Une fois quittée l'agitation côtière, il faut se laisser porter par les bruits de la nature et le rythme de la marche. S'abandonner aux vertiges de l'altitude dans des paysages à couper le souffle sur fond de volcan (le piton de la Fournaise est l'un des plus actifs au monde), de forêts primaires et de villages esseulés (les «îlets»). Partir à la découverte des cirques,lacuriosité de l'île, avec Salazie, Cilaos et Mafate, où quelque 800 habitants vivent à plusieurs heures de marche de la première route... On recense plus de 1 000 kilomètres de sentiers balisés, qui rappellent aussi les heures sombres de l'île, puisque c'est dans les hauts que les «marrons» (les esclaves en fuite) se réfugiaient au xviiie siècle avant l'arrivée des «petits Blancs», ruinés par la baisse de rentabilité de la canne. Deuxième destination touristique de l'île, Cilaos (que l'on atteint péniblement par la route aux 420 virages) reste le point de départ de nombreuses randonnées. Pour les amateurs de sensations fortes, le canyoning est un moyen grisant de flirter avec cette nature extrême, en suivant le parcours des cascades, ponctuées de bassins d'un bleu presque irréel.
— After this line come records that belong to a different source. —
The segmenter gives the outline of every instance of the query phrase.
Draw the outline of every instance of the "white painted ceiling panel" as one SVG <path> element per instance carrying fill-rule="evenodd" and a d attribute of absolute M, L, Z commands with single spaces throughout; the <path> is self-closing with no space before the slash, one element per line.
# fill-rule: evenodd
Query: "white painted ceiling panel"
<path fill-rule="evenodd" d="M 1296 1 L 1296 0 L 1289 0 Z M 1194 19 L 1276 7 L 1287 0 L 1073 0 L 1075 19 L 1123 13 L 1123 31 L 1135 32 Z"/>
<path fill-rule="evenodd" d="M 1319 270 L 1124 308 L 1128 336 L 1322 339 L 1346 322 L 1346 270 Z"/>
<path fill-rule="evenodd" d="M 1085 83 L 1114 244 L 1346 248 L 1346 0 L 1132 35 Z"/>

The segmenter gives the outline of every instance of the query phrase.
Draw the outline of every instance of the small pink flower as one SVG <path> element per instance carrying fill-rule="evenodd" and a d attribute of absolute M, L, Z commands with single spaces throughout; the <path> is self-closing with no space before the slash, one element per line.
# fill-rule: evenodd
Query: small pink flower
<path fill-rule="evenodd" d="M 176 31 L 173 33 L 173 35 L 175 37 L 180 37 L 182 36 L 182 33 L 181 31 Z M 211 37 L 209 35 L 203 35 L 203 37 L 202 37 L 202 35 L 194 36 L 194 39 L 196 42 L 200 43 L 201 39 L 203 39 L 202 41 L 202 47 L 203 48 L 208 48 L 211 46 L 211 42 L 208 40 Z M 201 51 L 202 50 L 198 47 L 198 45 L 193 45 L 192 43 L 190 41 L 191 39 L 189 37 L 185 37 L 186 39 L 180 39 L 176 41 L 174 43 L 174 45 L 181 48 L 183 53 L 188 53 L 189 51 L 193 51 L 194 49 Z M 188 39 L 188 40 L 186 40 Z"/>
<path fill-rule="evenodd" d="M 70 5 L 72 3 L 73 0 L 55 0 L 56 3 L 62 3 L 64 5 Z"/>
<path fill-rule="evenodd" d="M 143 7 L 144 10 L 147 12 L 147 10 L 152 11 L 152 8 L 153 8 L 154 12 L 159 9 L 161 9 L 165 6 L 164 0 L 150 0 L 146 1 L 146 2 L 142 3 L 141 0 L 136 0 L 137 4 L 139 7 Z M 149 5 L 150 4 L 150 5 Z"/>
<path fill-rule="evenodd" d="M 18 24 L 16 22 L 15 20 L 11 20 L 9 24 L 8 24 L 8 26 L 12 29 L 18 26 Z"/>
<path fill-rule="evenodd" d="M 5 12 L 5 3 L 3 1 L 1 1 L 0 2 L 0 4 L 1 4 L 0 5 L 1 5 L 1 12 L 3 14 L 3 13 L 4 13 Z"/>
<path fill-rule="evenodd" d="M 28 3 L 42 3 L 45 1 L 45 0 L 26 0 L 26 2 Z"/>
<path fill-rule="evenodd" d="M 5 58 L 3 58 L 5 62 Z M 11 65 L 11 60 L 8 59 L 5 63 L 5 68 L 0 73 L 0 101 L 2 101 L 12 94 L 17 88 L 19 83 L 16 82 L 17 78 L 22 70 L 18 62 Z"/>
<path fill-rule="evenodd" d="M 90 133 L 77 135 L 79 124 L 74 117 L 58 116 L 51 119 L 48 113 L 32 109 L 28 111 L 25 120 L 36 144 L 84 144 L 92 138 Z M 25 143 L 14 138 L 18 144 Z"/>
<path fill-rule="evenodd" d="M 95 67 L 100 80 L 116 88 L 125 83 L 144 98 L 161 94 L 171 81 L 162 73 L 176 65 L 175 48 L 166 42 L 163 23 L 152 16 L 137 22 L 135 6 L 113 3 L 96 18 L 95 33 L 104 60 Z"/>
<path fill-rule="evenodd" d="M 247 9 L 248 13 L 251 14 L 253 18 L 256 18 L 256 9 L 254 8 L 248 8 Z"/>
4. Plonger dans l'océan Indien
Si la configuration volcanique de l'île, les falaises noires formées de la rencontre bouillonnante de la lave et de l'océan ont laissé peu de place aux étendues interminables de sable blanc, les adeptes de la bronzette trouveront leur bonheur sur la côte sous le vent. Quelques belles «blondes» en vue, comme la plage de Boucan-Canot, ou celle de Saint-Gilles-les-Bains, ancien village de pêcheurs devenu la station balnéaire la plus courue de l'île. Pour les fans de plongée, poissons-papillons, demoiselles, chirurgiens et autres espèces en «robes» multicolores font leur show autour de la barrière de corail. La plupart des clubs sont concentrés à Saint-Gilles ou à Saint-Leu, également fréquentée par les surfeurs, qui viennent y traquer la vague. A ces zones domestiquées, on préfère le Sud sauvage, les étendues balayées par les vents de cap Méchant et la plage préservée de Grand'Anse, la dernière de la barrière de corail. On pourrait y rester des heures à se laisser envelopper par ces lumières australes qui intensifient les couleurs.
5. Se régaler de saveurs métissées
Les Réunionnais n'ont pas attendu la mode de la cuisine fusion pour combiner les saveurs. Canard fumé à la vanille, salade de palmistes (bourgeons de certains palmiers), gratin de pimpin (fruit du vacoa), beignets de songe (racine tuberculeuse), poulet aux baba figues (fleurs de bananier) sont autant de spécialités qui affolent les papilles. Parmi les incontournables des cartes créoles, le rougail, préparation à base d'oignons émincés, de légumes et de fruits écrasés ou plat complet aux gros piments avec le fameux rougail saucisses. Influences indiennes obligent, les caris s'apprécient mijotés au feu de bois, comme le cari ti'jaques, fruit du jaquier, qui peut atteindre 40 kilos... Sur l'ancienne île Bourbon, on s'enivre des parfums d'épices, notamment le curcuma, le «safran péi» récolté à la Plaine-des-Grègues par des femmes dont les doigts se teintent d'orange avec le temps.